Background
Microbial communities in the human body, also known as human microbiota, impact human health, such as colorectal cancer (CRC). However, the different roles that microbial communities play in healthy and disease hosts remain largely unknown. The microbial communities are typically recorded through the taxa counts of operational taxonomic units (OTUs). The sparsity and high correlations among OTUs pose major challenges for understanding the microbiota-disease relation. Furthermore, the taxa data are structured in the sense that OTUs are related evolutionarily by a hierarchical structure.
Results
In this study, we borrow the idea of super-variant from statistical genetics, and propose a new concept called super-taxon to exploit hierarchical structure of taxa for microbiome studies, which is essentially a combination of taxonomic units. Specifically, we model a genus which consists of a set of OTUs at low hierarchy and is designed to reflect both marginal and joint effects of OTUs associated with the risk of CRC to address these issues. We first demonstrate the power of super-taxon in detecting highly correlated OTUs. Then, we identify CRC-associated OTUs in two publicly available datasets via a discovery-validation procedure.

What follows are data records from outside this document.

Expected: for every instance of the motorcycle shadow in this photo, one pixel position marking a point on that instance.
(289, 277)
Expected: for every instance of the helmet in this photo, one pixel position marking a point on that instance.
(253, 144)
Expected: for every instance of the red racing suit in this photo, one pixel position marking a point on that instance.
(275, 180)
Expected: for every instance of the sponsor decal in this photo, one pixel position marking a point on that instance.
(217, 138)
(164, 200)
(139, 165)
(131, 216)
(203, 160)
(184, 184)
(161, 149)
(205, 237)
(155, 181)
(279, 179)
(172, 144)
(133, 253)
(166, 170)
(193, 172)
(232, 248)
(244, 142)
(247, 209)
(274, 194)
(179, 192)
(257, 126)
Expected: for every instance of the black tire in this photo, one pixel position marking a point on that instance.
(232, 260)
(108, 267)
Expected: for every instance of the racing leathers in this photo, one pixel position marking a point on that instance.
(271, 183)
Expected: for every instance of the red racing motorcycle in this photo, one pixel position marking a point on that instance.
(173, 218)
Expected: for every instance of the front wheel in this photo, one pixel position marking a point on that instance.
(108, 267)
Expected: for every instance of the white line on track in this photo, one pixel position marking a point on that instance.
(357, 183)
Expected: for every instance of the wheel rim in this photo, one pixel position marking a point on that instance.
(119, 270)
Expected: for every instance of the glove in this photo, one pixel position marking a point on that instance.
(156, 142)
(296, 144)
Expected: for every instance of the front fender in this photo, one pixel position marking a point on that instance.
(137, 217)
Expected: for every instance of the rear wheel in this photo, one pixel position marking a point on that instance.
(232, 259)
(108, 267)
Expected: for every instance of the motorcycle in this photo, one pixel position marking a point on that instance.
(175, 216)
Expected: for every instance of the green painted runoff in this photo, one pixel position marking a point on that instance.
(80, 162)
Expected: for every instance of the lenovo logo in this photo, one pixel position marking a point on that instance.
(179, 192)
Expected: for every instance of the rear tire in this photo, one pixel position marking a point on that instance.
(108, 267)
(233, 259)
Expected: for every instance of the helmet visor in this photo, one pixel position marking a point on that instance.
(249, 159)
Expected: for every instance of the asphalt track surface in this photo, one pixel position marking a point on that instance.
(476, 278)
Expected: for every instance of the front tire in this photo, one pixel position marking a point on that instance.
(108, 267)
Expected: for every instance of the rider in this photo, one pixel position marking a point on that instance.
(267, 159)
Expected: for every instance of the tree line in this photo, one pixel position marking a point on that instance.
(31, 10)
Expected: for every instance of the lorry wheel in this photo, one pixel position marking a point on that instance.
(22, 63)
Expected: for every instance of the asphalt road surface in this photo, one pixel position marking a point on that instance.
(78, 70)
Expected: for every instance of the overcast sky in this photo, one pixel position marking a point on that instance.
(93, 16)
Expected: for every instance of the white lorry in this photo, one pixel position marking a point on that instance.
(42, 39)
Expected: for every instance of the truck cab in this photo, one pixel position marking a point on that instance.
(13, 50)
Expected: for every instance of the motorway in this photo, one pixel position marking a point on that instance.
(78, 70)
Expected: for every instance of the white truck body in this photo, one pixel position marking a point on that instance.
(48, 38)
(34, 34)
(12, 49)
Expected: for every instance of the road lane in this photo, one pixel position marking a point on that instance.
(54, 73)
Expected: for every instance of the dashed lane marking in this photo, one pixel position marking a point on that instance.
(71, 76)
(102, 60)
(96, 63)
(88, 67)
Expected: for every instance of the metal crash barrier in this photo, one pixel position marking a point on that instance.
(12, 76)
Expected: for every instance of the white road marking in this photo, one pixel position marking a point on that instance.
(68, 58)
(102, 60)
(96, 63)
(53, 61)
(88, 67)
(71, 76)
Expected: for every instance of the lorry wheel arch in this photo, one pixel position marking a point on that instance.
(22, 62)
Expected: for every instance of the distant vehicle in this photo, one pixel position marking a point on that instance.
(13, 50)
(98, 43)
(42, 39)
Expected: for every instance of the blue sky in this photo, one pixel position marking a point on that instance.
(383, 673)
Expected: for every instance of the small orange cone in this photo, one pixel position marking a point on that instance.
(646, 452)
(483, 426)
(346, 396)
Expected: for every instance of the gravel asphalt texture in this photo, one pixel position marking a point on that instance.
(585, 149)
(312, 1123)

Specifically, four species of two genera are found to be associated with CRC: Parvimonas micra, Parvimonas sp., Peptostreptococcus stomatis, and Peptostreptococcus anaerobius. More importantly, for the first time, we report the joint effect of Parvimonas micra and Parvimonas sp. (p = 0.0084) as well as that of Peptostrepto-coccus stomatis and Peptostreptococcus anaerobius (p = 8.21e-06) on CRC. The proposed approach provides a novel and useful tool for identifying disease-related microbes by taking the hierarchical structure of taxa into account and further sheds new lights on their potential joint effects as a community in disease development.
Conclusions
Our work shows that proposed approaches are effective to study the microbiota-disease relation taking into account for the sparsity, hierarchical and correlated structure among microbes.